O fardo deixado pela ditadura na economia foi pesado. Havia escombros nas áreas fiscal, monetária e de balanço de pagamentos. O Brasil estava quebrado e desmoralizado. Devia aos bancos internacionais, aos governos estrangeiros e às instituições multilaterais. E não pagava, rolava a dívida em bola de neve. O país tinha aberrações fiscais, três orçamentos e uma bizarra conta conjunta entre Banco Central e Banco do Brasil. O pior dessa herança maldita era que o governo havia criado o ovo da serpente da hiperinflação, a ideia de que se podia conviver com inflação alta através da correção monetária. Debaixo desse peso começou a democracia, e foi ela que enfrentou os problemas reais.
Em 2 de abril, há 60 anos, a presidência foi declarada vaga na consumação do golpe. “Canalhas”, gritou Tancredo Neves do plenário da Câmara. Como nos lembra agora Heloisa Starling, Tancredo previu ao falar aos jornalistas na saída do plenário: “Estão entregando o país aos militares por 20 anos”. Foram 21. Mas eles conseguiram pregar ao país a mentira de que foi um período bom na economia. Não foi. A ditadura dos militares foi um horror político e um desastre econômico.

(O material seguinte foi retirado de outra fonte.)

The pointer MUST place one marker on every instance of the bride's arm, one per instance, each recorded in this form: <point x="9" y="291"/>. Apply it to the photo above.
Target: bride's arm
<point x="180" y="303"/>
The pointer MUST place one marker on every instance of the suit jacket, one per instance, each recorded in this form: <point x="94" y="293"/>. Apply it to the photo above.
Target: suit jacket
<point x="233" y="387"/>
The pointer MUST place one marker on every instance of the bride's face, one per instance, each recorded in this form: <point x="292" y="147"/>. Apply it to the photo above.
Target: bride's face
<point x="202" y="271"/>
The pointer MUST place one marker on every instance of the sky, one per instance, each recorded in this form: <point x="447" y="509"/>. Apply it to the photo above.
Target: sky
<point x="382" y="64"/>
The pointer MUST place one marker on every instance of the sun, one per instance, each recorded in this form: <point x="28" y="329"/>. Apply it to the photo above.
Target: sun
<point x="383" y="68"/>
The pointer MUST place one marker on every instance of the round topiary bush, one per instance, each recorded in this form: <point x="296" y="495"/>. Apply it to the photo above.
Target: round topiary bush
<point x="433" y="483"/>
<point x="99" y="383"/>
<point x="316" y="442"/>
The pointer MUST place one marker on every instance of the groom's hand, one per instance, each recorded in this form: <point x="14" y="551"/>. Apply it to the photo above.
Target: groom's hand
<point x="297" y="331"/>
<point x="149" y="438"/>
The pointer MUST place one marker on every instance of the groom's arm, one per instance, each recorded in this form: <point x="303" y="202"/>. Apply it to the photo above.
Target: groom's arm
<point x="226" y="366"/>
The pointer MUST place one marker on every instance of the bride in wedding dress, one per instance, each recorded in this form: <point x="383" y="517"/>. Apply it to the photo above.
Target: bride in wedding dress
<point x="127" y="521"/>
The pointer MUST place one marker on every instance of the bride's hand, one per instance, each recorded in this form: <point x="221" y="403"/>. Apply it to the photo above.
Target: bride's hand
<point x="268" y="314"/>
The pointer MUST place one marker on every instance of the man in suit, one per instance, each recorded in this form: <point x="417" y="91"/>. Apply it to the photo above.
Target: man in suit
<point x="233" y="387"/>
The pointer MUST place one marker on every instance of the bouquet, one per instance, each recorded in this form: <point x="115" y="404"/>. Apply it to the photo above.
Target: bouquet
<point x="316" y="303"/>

Mas não houve o milagre? Sim, houve um período de forte crescimento nos anos 1970. O modelo partiu de premissas que levaram a mais concentração de renda. Não houve avanço na educação. Os censos de 1970 e 1980 registram a mesma terrível estatística: um terço das crianças estava fora da escola. Os muito pobres e os negros excluídos das salas de aula. O “milagre” contratou mais desigualdade e aumentou a pobreza. Na área educacional, a repressão política ainda fez o grotesco decreto lei 477. Por ele, o reitor abria o inquérito policial em rito sumário e o ministro da Educação impunha a pena de expulsão, de todo e qualquer estabelecimento de ensino, daquele estudante considerado uma ameaça ao regime. O ministro da Educação proibindo estudantes de estudar. Isso era uma subversão do espírito do cargo. O coronel Jarbas Passarinho aplicou muitas dessas penas.
Os três orçamentos do país permitiam gastos infinitos e impediam qualquer supervisão. O orçamento do governo, o monetário e o das estatais. A conta movimento permitia que o Banco do Brasil sacasse no Banco Central qualquer quantia para cobrir seus rombos, portanto não precisava cobrar os empréstimos generosos dados aos agricultores e grandes industriais. O BNDE emprestava a juros fixos numa inflação crescente, e assim transferiu rios de dinheiro para a elite industrial. E se toda essa derrama fosse pouca, ainda havia coisas como “operações extraorçamento” ou “operações sem limite do orçamento”. Uma bagunça que levou anos para consertar e chegar ao orçamento unificado e à Lei de Responsabilidade Fiscal. Na democracia.
Um dos pretextos para tomar o poder em 1964 foi a inflação crescente que estava chegando a 80%. Eles conseguiram reduzir as taxas num primeiro momento, depois criaram a fórmula com a qual achavam que iriam conviver muito bem com a inflação crescente, a correção monetária. Deixaram o governo com mais de 200%, mas já haviam inoculado na economia o vírus que a levaria aos patamares dos mil por cento nos anos seguintes. Desse inferno inflacionário, o Plano Real nos livrou. Na democracia.
O governo militar pegou empréstimos a juros flutuantes e o país caiu numa armadilha. Com a inflação americana provocada pelo choque do petróleo, os juros do FED dispararam e foram a 19%. O Brasil quebrou e deu início à década perdida. Nos últimos anos da ditadura o país fez sucessivas e inúteis negociações com o FMI. O país também devia ao Banco Mundial, BID, governos de países ricos reunidos no Clube de Paris e a 750 bancos comerciais. A ditadura entregou à democracia uma dívida impagável.
Ela foi renegociada com competência, paciência e boa engenharia financeira durante anos pela equipe chefiada pelo economista Pedro Malan. A dívida deixada pelos militares foi trocada por outros papéis em que os credores tiveram que escolher entre receber mais rapidamente concedendo grandes descontos ou receber o valor total, mas com mais prazo e juros baixos. Essa dívida nova deveria vencer completamente no ano passado, 2023, mas foi toda recomprada antes. Assim a democracia renegociou, pagou e recomprou a dívida deixada pela ditadura.
Se alguém disser a você que a economia da ditadura foi boa, não acredite. É mentira.